Here's a look at other moves in Serie A on the last day of the transfer window:

Juventus

The club that strengthened its squad the most in Serie A is already the best club in the league.

Juventus made a number of top signings in the offseason, including bringing in last season's top goalscorer Gonzalo Higuain for 90 million euros ($99 million) in the most expensive transfer in Italian football history.

There were also key departures, such as Paul Pogba returning to Manchester United for a word-record fee of $116 million, but those were overshadowed by the transfers of Higuain, as well as the arrivals of playmaker Miralem Pjanic, winger Dani Alves and defender Medhi Benatia.

Juventus further reinforced its stellar squad on the final day of the transfer window by re-signing Cuadrado on a three-year loan deal.

It will pay Chelsea 5 million euros ($5.6 million) a season for the winger, who also spent last season on loan in Turin.

Juventus will have the option to make the deal permanent for 25 million euros ($28 million) — and will be obliged to if "determined sporting targets" are met.

A sixth successive Serie A title seems a foregone conclusion, even if Juventus was ultimately thwarted in its attempts to sign Alex Witsel from Zenit St. Petersburg.

Juventus had already agreed to a fee for Witsel, who had passed a medical examination, but Zenit would not let the Belgium midfielder go until it had signed a suitable replacement — which it failed to do.

AC Milan

If Juventus had the best moves in the transfer window, Milan had arguably the worst of the top clubs — and one of its poorest in recent times.

Last year saw the arrivals of Carlos Bacca, Alessio Romagnoli, Andrea Bertolacci, Luiz Adriano and Juraj Kucka, among others.

After a quiet offseason, Milan fans would have been hoping for a top signing on deadline day and there were reports that players such as Cesc Fabregas were close to completing a move to San Siro.

In the end, however, the only player to move to Milan on Wednesday was Chile midfielder Mati Fernandez, who joined on loan from Fiorentina with the option of making the deal permanent at the end of the season.
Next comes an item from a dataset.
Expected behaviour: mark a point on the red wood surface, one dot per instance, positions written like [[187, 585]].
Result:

The move sees the Chile international link up again with former Fiorentina coach Vincenzo Montella.

Napoli

Napoli beat the clock to sign Nikola Maksimovic from Torino, depositing the defender's contract with the league's governing body minutes before the transfer window shut at 11 p.m. local time.

Maksimovic's flight from Frankfurt to Rome was delayed after the German airport had to be evacuated following a bomb scare.
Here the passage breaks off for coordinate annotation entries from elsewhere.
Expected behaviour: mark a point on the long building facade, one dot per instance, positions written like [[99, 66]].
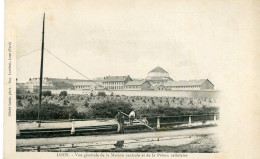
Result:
[[157, 79]]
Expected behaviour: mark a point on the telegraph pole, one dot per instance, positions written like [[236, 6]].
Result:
[[41, 71]]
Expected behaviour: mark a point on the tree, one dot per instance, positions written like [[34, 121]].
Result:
[[46, 93], [103, 94], [63, 94]]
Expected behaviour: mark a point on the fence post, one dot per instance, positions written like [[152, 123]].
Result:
[[158, 122], [72, 128], [189, 120], [17, 130]]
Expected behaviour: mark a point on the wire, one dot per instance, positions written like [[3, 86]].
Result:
[[74, 69], [27, 53]]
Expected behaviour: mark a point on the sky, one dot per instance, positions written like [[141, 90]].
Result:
[[190, 40]]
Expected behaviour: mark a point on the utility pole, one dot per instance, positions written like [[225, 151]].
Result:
[[41, 71]]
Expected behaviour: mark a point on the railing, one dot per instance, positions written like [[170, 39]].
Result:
[[157, 122]]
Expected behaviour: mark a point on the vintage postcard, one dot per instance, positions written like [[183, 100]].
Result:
[[131, 79]]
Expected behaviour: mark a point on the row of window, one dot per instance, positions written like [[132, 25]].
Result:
[[114, 87], [132, 87], [185, 87], [113, 83]]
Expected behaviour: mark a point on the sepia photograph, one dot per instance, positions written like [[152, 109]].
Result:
[[125, 101], [122, 78]]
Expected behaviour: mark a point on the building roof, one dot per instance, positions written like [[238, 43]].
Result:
[[136, 83], [88, 83], [116, 78], [153, 78], [159, 69], [186, 83]]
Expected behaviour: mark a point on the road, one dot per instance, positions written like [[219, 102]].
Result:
[[113, 137]]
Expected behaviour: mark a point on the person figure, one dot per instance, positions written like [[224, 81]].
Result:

The Serbia international managed to get to Rome but because of time constraints, Napoli decided to skip the medical exam — which Maksimovic will undergo in the next few days — and whisked him directly to sign the contract.

The 24-year-old Maksimovic has joined on loan with the obligation to make the deal permanent for a reported 27 million euros ($30 million) in a deal that also saw midfielder Mirko Valdifiori move the other way on a permanent basis.